9:59pm- When I look back at my life in the past 10 years, there’s nothing I see to reminiscence about. My heart feels heavy every time I think about it. I try to avoid thinking about my past but there are times I cant help it.
Every relationship that I had been in, ended badly through being cheated on, lied to, abused, deceived, abandoned. None of my relationships were good.
I became that damaged girl that we see in TV or some chick flick movies. But it wasn’t that type of damaged as they show in movies that you get over in a month or some right guy comes into your life and your perspectives change over night. I was truly damaged -without a doubt and I still am and it’s not good.
I’m pretty much certain that my every relationship will have the same result. I doubt I’ll ever be able to maintain a healthy romantic relationship.
My emotional fire has burnt out it seems.
I have been told I’m crazy.
My ex who got caught cheating on me told me that cheating was an easy choice being with me and I deserved it. Said I was overactive, dramatic. It was my paranoia. Its was my super defensiveness. It was my anxiety. It was my mental health issues.

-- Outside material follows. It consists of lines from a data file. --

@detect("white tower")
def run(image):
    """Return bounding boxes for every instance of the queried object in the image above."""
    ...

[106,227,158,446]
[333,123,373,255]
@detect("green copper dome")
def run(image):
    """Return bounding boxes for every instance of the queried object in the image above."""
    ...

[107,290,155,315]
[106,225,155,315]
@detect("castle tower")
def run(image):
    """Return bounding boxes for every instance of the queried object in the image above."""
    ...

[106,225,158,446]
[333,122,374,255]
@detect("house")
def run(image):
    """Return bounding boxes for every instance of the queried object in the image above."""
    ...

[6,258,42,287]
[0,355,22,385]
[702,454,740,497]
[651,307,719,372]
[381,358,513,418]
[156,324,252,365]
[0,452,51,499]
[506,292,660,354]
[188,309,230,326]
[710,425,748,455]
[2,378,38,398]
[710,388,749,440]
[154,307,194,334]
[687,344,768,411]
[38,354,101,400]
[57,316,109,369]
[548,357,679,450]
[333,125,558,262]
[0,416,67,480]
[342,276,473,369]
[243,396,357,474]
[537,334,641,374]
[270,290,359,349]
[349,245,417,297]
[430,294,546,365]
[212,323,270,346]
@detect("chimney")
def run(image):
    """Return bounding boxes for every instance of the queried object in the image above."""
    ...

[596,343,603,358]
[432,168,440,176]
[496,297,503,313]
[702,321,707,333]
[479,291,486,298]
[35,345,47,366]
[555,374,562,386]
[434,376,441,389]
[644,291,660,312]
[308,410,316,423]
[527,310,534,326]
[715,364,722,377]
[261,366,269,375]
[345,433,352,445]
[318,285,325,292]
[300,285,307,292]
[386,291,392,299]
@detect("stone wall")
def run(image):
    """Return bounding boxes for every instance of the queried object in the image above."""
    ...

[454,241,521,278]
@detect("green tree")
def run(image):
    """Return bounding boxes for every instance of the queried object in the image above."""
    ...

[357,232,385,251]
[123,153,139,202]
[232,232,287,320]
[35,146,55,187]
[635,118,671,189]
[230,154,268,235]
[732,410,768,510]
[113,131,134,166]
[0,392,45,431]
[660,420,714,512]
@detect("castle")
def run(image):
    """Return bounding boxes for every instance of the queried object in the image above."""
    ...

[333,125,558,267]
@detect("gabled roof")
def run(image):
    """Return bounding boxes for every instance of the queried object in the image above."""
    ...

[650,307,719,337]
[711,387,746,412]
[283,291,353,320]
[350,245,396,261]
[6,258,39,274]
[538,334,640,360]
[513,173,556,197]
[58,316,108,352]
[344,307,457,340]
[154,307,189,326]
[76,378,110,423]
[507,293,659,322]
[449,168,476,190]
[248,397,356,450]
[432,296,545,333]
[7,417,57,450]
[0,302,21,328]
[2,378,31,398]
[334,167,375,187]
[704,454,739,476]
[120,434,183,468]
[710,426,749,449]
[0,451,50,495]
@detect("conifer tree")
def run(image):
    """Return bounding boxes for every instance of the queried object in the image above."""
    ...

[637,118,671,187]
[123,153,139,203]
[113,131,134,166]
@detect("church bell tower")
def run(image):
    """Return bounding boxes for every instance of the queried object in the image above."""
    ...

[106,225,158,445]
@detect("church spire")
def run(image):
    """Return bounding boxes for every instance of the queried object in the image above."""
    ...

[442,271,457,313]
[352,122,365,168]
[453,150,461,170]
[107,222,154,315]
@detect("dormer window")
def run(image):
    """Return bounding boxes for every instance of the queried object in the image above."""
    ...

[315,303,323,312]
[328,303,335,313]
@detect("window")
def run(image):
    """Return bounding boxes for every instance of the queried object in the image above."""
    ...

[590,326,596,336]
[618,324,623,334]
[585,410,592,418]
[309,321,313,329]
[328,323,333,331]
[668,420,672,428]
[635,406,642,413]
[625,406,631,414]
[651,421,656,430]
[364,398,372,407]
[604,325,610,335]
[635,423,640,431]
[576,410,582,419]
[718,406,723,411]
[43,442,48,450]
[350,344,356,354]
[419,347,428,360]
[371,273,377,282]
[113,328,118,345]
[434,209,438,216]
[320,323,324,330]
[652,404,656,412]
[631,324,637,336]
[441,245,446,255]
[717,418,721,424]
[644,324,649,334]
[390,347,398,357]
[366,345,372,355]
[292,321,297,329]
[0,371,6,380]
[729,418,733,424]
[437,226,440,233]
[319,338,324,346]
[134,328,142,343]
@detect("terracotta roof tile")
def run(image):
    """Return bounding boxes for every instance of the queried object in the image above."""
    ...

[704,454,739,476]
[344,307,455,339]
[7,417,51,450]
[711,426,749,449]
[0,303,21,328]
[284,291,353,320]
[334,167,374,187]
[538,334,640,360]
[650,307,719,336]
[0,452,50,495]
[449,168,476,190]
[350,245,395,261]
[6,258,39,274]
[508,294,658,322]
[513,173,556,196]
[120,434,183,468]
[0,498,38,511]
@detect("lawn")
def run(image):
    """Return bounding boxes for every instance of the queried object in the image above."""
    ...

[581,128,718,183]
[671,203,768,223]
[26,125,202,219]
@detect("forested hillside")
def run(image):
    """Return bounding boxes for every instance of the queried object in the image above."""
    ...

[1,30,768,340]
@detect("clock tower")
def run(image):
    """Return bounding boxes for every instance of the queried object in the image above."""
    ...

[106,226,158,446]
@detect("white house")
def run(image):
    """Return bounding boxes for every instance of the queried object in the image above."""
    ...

He said I was not good for him anymore although he already knew where I came from and how in the beginning he convinced me he understood it and was desperate for a chance from me to let him in my life.He knew it all! And now I’m not good for him because he found somebody new?!
All of this after Ive completely opened myself up to you, offered you my love and commitment and became vulnerable?? Why couldn’t you do it sooner!
Nobody deserves to be betrayed!
So it’s been a while. Although I live a pretty normal life and look like an average normal person, Im always waking around with a broken heart and a damaged soul. The terrible thing is I had busted my ass off to get somewhat repaired for many many years and it came and found me again. And this time it hit me the hardest. So much so that I’m reconsidering every coping mechanism I ever used. Something has died inside me. Fucking damage seems to always punish the ones who don’t deserve it, the ones who are trying to overcome it.
It punishes the ones who are honest, who are not deceptive, who are genuine and sincere.
Nobody wants to be considered damaged.
I don’t feel good labeling myself like that but it’s the truth and I must accept it. And while I truly believe that you can overcome just about any hardship in life, it’s really hard to control what someone else does to you.
People give me a lot of motivational speech, about how should I react to certain things in life. But emotional and physical abuse, infidelity, being lied to and no trust OR respect in a relationship (over and over again) kills something inside you. Most importantly, it takes away your ability to trust again.
I try my hardest to be a strong woman with her own self worth But it might take me a long time. And no matter how much repair work I have done in me, something inside me has died to never be revived again.